They’re also moving their small research and development team into a second project: Dark World Online, which we will discuss in depth in a separate article. The question here though is how will two titles impact Horizons?

“Horizons only benefits from this,” claims Bowman. He notes how their team is producing a brand new client for Dark World Online, which as a result of their shared technology will be a much needed upgrade to Horizons once it has been adequately tested. He also points to increased hiring across all projects.

Settlements returns to the core values of Horizons and expands them. Crafting and property are the main features he was willing to discuss.

“[We want to] further differentiate the product on the strengths of the product,” he said.

One of the things they’re doing is a completely free-form decoration system. Players will be able to craft furniture and decorations and place them wherever they want inside their houses. Don’t like the chair there? Move it a little to the left. As long as you keep it indoors – Bowman wishes to avoid garage sales on front lawns – you can do whatever you want.

Another addition is gardening. Their game is all about resources and crafting, so why not move that into the property system and let people produce their own resources?

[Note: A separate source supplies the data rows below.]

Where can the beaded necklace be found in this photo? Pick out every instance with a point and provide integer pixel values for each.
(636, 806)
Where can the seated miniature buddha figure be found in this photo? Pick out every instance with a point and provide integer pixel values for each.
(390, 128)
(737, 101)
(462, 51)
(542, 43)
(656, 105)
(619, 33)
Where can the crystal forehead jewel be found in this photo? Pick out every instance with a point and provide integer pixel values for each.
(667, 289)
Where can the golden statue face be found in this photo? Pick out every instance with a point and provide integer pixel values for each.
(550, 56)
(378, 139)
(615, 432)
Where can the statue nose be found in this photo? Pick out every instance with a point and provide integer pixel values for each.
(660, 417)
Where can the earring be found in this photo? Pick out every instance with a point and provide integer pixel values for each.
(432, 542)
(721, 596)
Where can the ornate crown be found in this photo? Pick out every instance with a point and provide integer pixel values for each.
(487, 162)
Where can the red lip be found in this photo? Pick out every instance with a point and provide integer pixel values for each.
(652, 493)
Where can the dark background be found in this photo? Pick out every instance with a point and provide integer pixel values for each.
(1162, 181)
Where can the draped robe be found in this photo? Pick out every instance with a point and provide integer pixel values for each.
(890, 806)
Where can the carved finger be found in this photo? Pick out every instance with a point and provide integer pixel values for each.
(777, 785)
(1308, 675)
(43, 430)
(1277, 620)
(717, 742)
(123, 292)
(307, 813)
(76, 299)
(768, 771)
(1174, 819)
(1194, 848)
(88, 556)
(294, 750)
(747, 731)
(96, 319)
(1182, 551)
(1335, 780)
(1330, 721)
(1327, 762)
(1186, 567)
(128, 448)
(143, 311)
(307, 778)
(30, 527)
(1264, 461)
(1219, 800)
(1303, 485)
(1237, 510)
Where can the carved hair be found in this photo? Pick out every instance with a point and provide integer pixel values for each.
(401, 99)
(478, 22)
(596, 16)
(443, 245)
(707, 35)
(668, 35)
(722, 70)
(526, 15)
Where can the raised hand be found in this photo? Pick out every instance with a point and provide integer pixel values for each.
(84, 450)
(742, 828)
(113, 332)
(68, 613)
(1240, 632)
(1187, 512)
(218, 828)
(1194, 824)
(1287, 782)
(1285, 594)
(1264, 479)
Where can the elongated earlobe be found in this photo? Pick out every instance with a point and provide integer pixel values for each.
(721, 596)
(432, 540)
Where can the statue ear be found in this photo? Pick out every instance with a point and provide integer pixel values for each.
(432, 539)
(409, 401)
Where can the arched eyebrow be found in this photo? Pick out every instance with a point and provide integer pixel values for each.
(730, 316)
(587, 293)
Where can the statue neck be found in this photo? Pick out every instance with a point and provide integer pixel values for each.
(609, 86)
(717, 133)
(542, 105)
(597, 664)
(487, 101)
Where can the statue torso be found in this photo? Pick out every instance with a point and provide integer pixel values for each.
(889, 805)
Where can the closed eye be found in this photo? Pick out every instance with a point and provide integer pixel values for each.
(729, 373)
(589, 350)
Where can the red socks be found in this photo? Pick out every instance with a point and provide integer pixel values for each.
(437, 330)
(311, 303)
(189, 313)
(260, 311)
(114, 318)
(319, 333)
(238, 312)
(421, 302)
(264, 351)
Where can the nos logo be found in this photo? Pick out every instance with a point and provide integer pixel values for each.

This, combined with the planned expansion of food, will allow people to be farmers, decorative gardeners, etc.

Before the expansion, they’re hoping to increase the value of food as well. Currently food modifies the timer on the death penalty. Unfortunately, ambrosia nullifies it entirely. As such, David suggested they may completely remove the supply of ambrosia – so start hoarding now. As such, food and cooking will become more important.

“Dragon lairs rock,” Bowman said emphatically. This ties into their next expansion of racial style housing. Dryads and Dwarves will be able to build houses in their own unique style. Rather than a 2D plot that most bipeds can buy now, the Dwarves and Dryads get 3D plots. The Dryads build up into trees and the Dwarves down into the earth. This, combined with new art, should create a dramatic variety in the player created urban areas.

David is also excited about companion animals; he refuses to call them pets, as that carries associations with what other MMORPGs have done. At E3, he had three types to discuss: familiars, guardians and pack animals.

Familiars do not personally do anything. They’re a pet you select that empowers you to do special things when they are with you.

Guardians are AI driven animals with their own personalities. Thus, you need to be careful. Low level aggressive creatures will attack anything that moves, something that can get you killed. Other types include monsters that only attack when you’re attacked, only when you’re group is attacked, etc. These creatures cannot be controlled, only go with you and do what they feel they should.

Pack animals are a more mundane way to help crafters carry large amount of goods. Think flying cargo disks, but slightly different.

“The expansion is not limited to this, but we do know [that we can do all of this] today, so we’re not making any promises beyond what is listed,” said David Bowman at the end of the interview. He clearly in this regard has learned a lesson from the history of Horizons.

David Bowman looked like a man who had finally turned a corner. He was excited and full of life. Now, he wants to make sure his game can follow him.